Issue 2: "Certificate chain incomplete" (Nginx showing partial cert)
Cause: Your Nginx config points to fullchain.pem instead of cert.pem, or vice versa.
Solution: Always use fullchain.pem (includes the full chain for browsers). Update your Nginx config: ssl_certificate /etc/letsencrypt/live/yourdomain.co.za/fullchain.pem; Then reload: nginx -t && nginx -s reload

Issue 3: "Domain validation failed" during certificate issuance
Cause: Certbot can't reach your .well-known/acme-challenge directory to verify ownership.
Solution: Ensure your .htaccess or Nginx config doesn't block .well-known access. Add this to .htaccess: <FilesMatch "^\\.well-known">
Allow from all
</FilesMatch> Also check that your firewall (or hoster like Vumatel/Openserve) isn't blocking HTTP port 80, which Certbot needs for validation.

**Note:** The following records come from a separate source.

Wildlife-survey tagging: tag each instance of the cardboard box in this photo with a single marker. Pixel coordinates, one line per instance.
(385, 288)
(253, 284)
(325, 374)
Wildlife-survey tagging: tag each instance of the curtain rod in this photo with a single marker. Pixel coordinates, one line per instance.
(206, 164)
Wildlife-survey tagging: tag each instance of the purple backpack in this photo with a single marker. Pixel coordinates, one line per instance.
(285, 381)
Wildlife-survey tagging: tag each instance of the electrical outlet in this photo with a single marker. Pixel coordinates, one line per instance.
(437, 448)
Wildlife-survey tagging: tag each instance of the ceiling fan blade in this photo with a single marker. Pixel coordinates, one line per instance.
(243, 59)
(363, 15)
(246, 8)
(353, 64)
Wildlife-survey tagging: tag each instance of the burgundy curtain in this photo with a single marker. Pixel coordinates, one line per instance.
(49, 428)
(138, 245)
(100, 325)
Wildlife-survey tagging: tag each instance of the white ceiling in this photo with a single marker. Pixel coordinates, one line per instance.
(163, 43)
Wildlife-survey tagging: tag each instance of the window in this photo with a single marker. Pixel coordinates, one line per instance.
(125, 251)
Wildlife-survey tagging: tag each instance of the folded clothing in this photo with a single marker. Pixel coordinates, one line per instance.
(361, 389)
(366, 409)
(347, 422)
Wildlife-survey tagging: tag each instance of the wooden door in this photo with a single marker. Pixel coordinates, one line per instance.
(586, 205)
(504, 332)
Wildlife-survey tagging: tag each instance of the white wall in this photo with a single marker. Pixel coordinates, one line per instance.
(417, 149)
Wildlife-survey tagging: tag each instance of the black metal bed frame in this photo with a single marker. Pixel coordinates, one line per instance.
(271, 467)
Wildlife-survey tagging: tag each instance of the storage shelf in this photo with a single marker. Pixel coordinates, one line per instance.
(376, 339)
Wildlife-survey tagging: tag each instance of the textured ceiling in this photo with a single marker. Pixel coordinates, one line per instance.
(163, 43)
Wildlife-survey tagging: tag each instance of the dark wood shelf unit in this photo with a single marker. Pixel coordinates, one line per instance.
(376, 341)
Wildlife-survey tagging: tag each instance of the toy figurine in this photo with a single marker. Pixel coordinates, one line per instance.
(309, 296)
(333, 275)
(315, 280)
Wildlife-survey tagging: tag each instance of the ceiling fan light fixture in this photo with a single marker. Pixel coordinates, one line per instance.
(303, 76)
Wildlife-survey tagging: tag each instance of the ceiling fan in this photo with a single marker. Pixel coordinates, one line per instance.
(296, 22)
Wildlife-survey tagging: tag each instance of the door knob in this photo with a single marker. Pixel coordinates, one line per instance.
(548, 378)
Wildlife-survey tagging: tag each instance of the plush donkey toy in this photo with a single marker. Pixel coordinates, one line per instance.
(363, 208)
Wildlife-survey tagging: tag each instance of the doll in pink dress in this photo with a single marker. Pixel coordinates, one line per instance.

Issue 4: WordPress admin panel loads HTTP (not HTTPS)
Cause: FORCE_SSL_ADMIN isn't set, or the admin URL isn't configured for HTTPS in Settings.\br>Solution: In Settings → General, ensure both URLs start with https:// . Then add to wp-config.php: define('FORCE_SSL_ADMIN', true); Also check your .htaccess redirect—it must redirect /wp-admin and /wp-login.php to HTTPS.

Issue 5: "NET::ERR_CERT_AUTHORITY_INVALID" (self-signed or wrong domain cert)
Cause: The certificate's CN (Common Name) doesn't match your domain, or it's self-signed.
Solution: Verify your domain name is correct in the certificate: openssl x509 -in /etc/letsencrypt/live/yourdomain.co.za/cert.pem -text -noout | grep -A1 "Subject:" The CN must match yourdomain.co.za. If it doesn't, revoke the certificate and reissue: certbot revoke --cert-path /etc/letsencrypt/live/yourdomain.co.za/cert.pem && certbot certonly --webroot -d yourdomain.co.za

Frequently Asked Questions

Q: Is Let's Encrypt as secure as paid SSL certificates?
A: Yes. Let's Encrypt uses 2048-bit RSA encryption identical to paid certificates. Security comes from encryption strength and proper configuration, not cost. The only difference is that paid (OV/EV) certificates include business verification and brand trust signals, not encryption superiority.

Q: Can I migrate my WordPress site from HTTP to HTTPS without losing SEO rankings?
A: Yes, if you set up 301 redirects correctly. Redirect all HTTP traffic to HTTPS using RewriteRule ^(.*)$ https://%{HTTP_HOST}%{REQUEST_URI} [L,R=301], then update your WordPress Settings to use https:// URLs. Submit the HTTPS version to Google Search Console as a new property and set the preferred domain to https://. Google preserves 99% of ranking signals with proper 301 redirects.

Q: How often do Let's Encrypt certificates need renewal, and is it automatic?
A: Every 90 days. Yes, renewal is automatic with Certbot cron jobs—no manual action required. Most managed hosts (including HostWP) handle this completely invisibly. Self-hosted sites must ensure Certbot runs daily via cron: 0 3 * * * certbot renew --quiet

Q: Do I need an OV or EV certificate for my South African e-commerce site?
A: Not unless you handle high-value transactions or regulated data (financial, health). A free DV Let's Encrypt certificate provides identical encryption and is trusted by all browsers. OV/EV add cost (R1,200–R8,000/year) primarily for brand trust signals, not security. Test with DV first; upgrade only if customer feedback suggests trust concerns.

Q: What does "SSL certificate expiring in 30 days" warning mean, and what should I do?
A: It means your certificate will stop working in 30 days. If you're on managed hosting like HostWP, this warning is rare (renewal is automatic). If you see it on a self-hosted site, your renewal cron job failed. SSH in and manually run: certbot renew --force-renewal and check the renewal log for errors. Set up monitoring (e.g., uptimerobot.com) to catch certificate issues 90 days out.